Eben is a Christian, and was before he ever fell into his coma. But before his experience, he was a Christian largely in name, he says—professing envy for those who had stronger faith in God and the afterlife than he had. Now, he’s one of the envied. Because he knows a thing or two about the brain, Eben says there’s no way that he can chalk his experiences up to hallucination or some weird memory hiccup. The part of the brain that made him human was, he says, as good as dead. And yet, there he was—alive and observing a wonderful world full of strange creatures and indescribable beauty and love. Eternal love.
Eben’s so convinced of his experiences that he says he’s going to spend the rest of his natural life discussing, and finding better proof, of the one that comes after.

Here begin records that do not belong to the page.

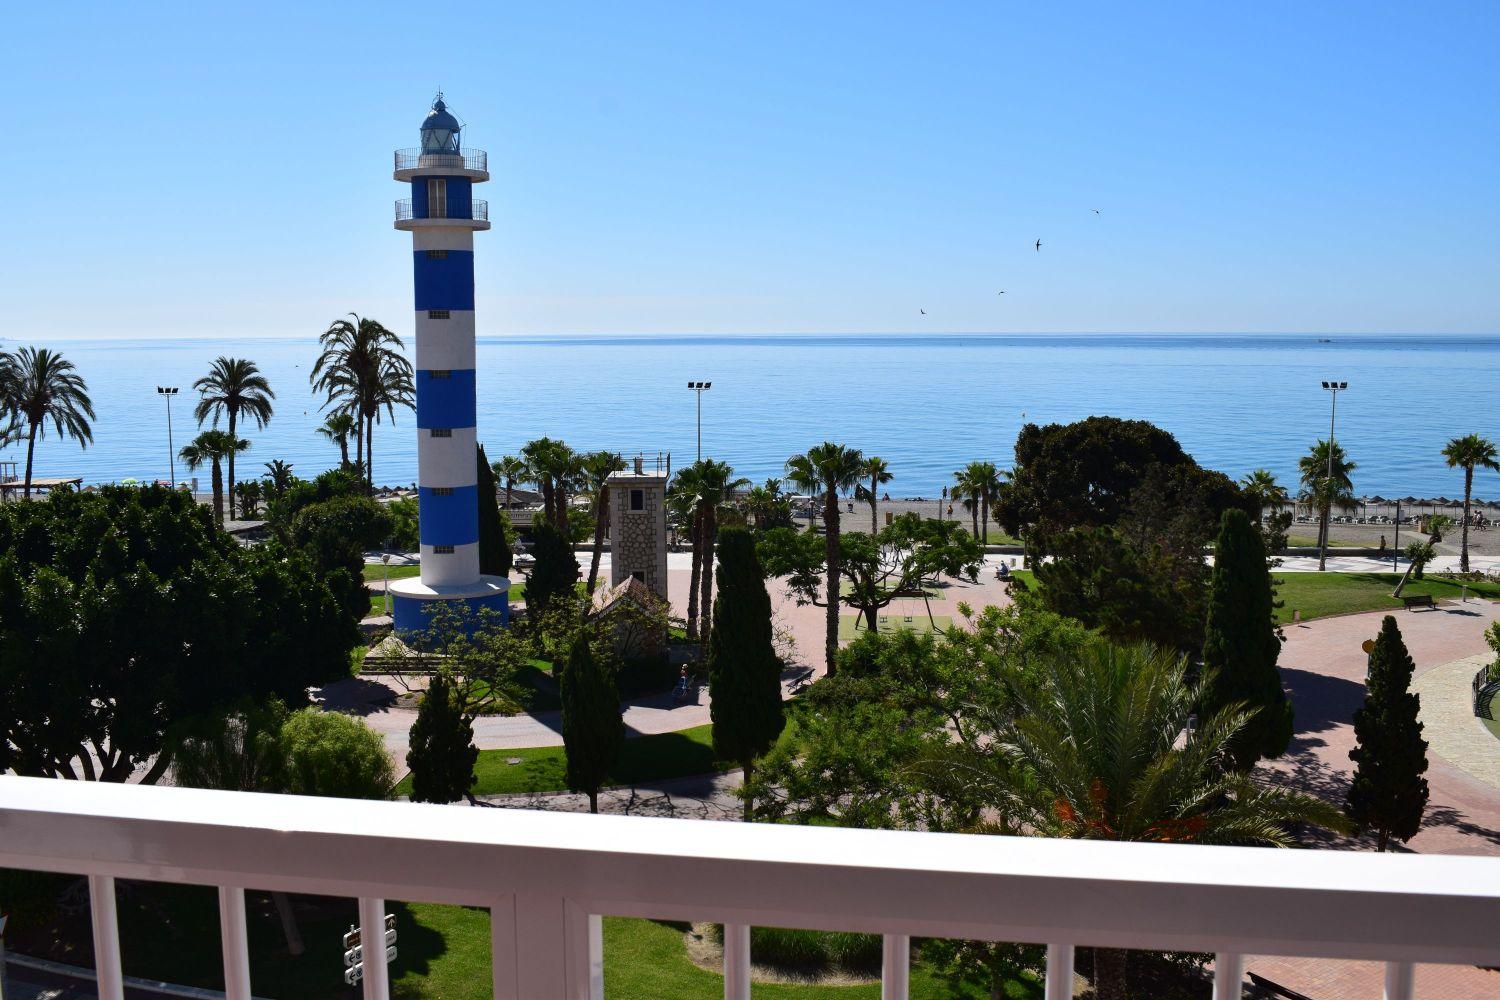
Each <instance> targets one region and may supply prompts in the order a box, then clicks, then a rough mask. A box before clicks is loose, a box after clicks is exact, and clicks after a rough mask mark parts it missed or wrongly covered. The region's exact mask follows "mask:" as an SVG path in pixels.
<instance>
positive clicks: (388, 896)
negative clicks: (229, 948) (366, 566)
mask: <svg viewBox="0 0 1500 1000" xmlns="http://www.w3.org/2000/svg"><path fill="white" fill-rule="evenodd" d="M0 868H31V870H45V871H62V873H77V874H86V876H90V877H92V879H93V885H95V886H96V888H98V891H99V892H102V891H104V889H105V888H107V886H113V882H111V879H113V877H126V879H145V880H154V882H177V883H199V885H214V886H219V888H220V900H223V898H226V897H225V894H229V897H228V898H231V900H233V898H236V897H234V894H240V898H242V897H243V889H248V888H249V889H260V891H285V892H305V894H317V895H342V897H359V898H360V900H363V901H366V903H369V901H375V903H372V904H371V906H365V907H363V909H365V910H368V912H369V913H371V915H374V916H372V921H375V922H378V919H380V907H378V906H375V904H378V901H380V900H410V901H426V903H449V904H463V906H478V907H489V909H490V910H492V919H493V933H492V936H493V946H495V970H496V972H495V988H496V996H528V997H534V996H564V994H565V996H568V997H591V996H594V994H595V993H597V990H595V981H597V978H598V975H600V972H598V969H600V967H601V966H600V963H601V958H600V954H598V921H597V918H598V915H613V916H639V918H652V919H675V921H714V922H724V924H727V925H730V927H732V928H736V930H738V928H744V927H748V925H766V927H799V928H813V930H846V931H864V933H873V934H885V936H886V940H888V946H889V942H891V940H892V939H894V940H900V942H904V940H906V939H907V937H915V936H921V937H960V939H989V940H1004V942H1035V943H1046V945H1049V955H1050V960H1049V970H1050V973H1052V963H1053V960H1056V961H1058V963H1062V961H1064V957H1065V961H1067V969H1068V970H1071V955H1073V948H1074V946H1091V945H1092V946H1104V948H1133V949H1173V951H1197V952H1218V954H1220V955H1221V963H1227V966H1226V967H1227V969H1230V967H1233V969H1238V966H1236V964H1235V963H1236V961H1241V960H1242V957H1244V955H1247V954H1253V955H1296V957H1319V958H1340V960H1376V961H1385V963H1391V964H1392V966H1389V967H1391V969H1397V970H1407V973H1409V970H1410V963H1419V961H1421V963H1454V964H1476V966H1496V964H1500V942H1497V939H1496V936H1494V925H1496V919H1497V916H1500V858H1472V856H1452V855H1379V853H1361V852H1331V850H1274V849H1256V847H1203V846H1181V844H1127V843H1110V841H1064V840H1047V838H1008V837H975V835H957V834H918V832H900V831H853V829H829V828H802V826H784V825H744V823H712V822H702V820H673V819H631V817H613V816H580V814H561V813H531V811H522V810H504V811H490V810H471V808H459V807H435V805H417V804H398V802H363V801H351V799H318V798H302V796H278V795H251V793H231V792H205V790H192V789H169V787H142V786H118V784H107V783H92V781H57V780H48V778H17V777H0ZM111 898H113V897H111ZM95 916H96V931H98V925H99V924H101V922H104V924H105V925H108V921H110V919H113V906H111V907H110V913H108V915H101V913H99V910H98V909H96V913H95ZM226 919H228V918H226ZM226 940H228V939H226ZM736 940H738V939H736ZM744 940H745V942H748V937H745V939H744ZM736 948H739V946H736ZM742 948H748V945H747V943H745V945H744V946H742ZM105 955H107V958H108V951H107V952H105ZM888 957H889V955H888ZM229 960H231V955H229V954H228V951H226V955H225V961H226V967H228V964H229ZM747 969H748V966H747ZM888 969H889V966H888ZM1050 973H1049V979H1052V975H1050ZM101 975H104V973H101ZM603 975H607V972H604V973H603ZM1236 975H1238V973H1236ZM564 982H565V984H567V988H565V990H562V987H561V985H559V984H564ZM1058 982H1062V981H1061V979H1059V981H1058ZM1235 982H1238V979H1236V981H1235ZM745 984H748V978H747V975H745ZM745 988H748V987H745ZM101 996H104V994H101ZM229 996H231V1000H233V997H234V996H236V994H233V993H231V994H229ZM371 996H378V997H384V994H383V993H375V994H371V993H366V997H371ZM726 996H730V993H726ZM732 996H739V994H738V993H733V994H732ZM1049 996H1052V994H1049ZM1397 996H1409V994H1401V991H1400V990H1398V991H1397Z"/></svg>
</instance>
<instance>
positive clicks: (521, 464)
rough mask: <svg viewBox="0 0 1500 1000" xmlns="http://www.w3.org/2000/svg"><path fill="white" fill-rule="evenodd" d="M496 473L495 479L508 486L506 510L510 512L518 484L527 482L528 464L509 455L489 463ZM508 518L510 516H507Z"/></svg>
mask: <svg viewBox="0 0 1500 1000" xmlns="http://www.w3.org/2000/svg"><path fill="white" fill-rule="evenodd" d="M489 468H492V469H493V471H495V478H496V480H499V481H501V483H504V484H505V510H507V511H508V510H510V498H511V496H513V495H514V492H516V483H520V481H525V477H526V463H525V460H523V459H520V457H519V456H514V454H507V456H502V457H499V459H498V460H495V462H490V463H489ZM505 516H507V517H508V516H510V514H505Z"/></svg>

And that doesn’t sit well among those who believe this is all there is.
Daniel Engber of Slate
dedicated a hefty article (“Heaven Help Us
”) to critiquing and ridiculing Eben’s experience. He allows that Eben is a neuroscientist, but Engber tells us that Eben’s experience is as a surgeon: He knows how to fix the brain, but that doesn’t mean he knows how it works. (Which, to me, feels a bit like expecting a plumber to be able to fix your kitchen sink without knowing where the hot and cold water comes from). Eben’s faith makes his claims further suspect in Engber’s eyes. He rejects the notion that Eben might’ve been struggling with aspects of faith before the coma. “He was just like you and me, you see [Daniel presumes the “you” here is a skeptic], at least until he fell into a coma—and flew into the sky, and entered the mind of an earthworm, was forced to reconsider all his Harvard science skepticism about the loving Lord above.”
Engber suggests that Eber’s brain wasn’t really as damaged as he claimed, and that whatever experiences the neurosurgeon had were augmented by stray memory fragments, his belief system and some lingering, post-coma psychosis. It’s a rant with little real cohesion—something that true believers of any faith might write when they find a fondly held belief challenged.
But really, that’s all he can do. Engber, nor anyone else, cannot disprove what Eben experienced. Nor, in spite of the title of his book, is Eben’s experience absolute, incontrovertible proof that heaven exists. He could be lying. His brain could’ve been more functional than what he was led to believe. Engber, however frustrated his writing might appear, could be right.
But when you think about it, most of what we know (or think we know) is based on very similar evidences. There’s a great deal we take on trust.
Say John and Jane Malaprop invite you over so they can tell you all about their vacation to Key West. They show you their pictures and give you a cheap souvenir T-shirt and tell you about the time when Jane nearly fell off a pier (“Hoo boy, did the skipper laugh!”). Does any of that prove they went to Key West? Of course not: They could’ve made up the stories, photoshopped the pictures and bought the souvenir off eBay. Does the fact the Malaprops say they went to Key West even prove the place exists at all? Of course not. They could’ve just made the whole place up. The fact that it’s on maps and in history books and lots of people have said they’ve been there just means it could be some sort of global conspiracy or a bit of collective insanity (much as some atheists insist that religion itself is). Unless we’ve been there ourselves, we base our understanding of what Key West is through the evidence of others.
I can’t say that, after reading Eben’s account, I have a great understanding of what heaven will be like. It is still too glorious for words. But if he says that he’s been there and that it’s a great place—way better than Key West could ever be—I’m inclined to believe him.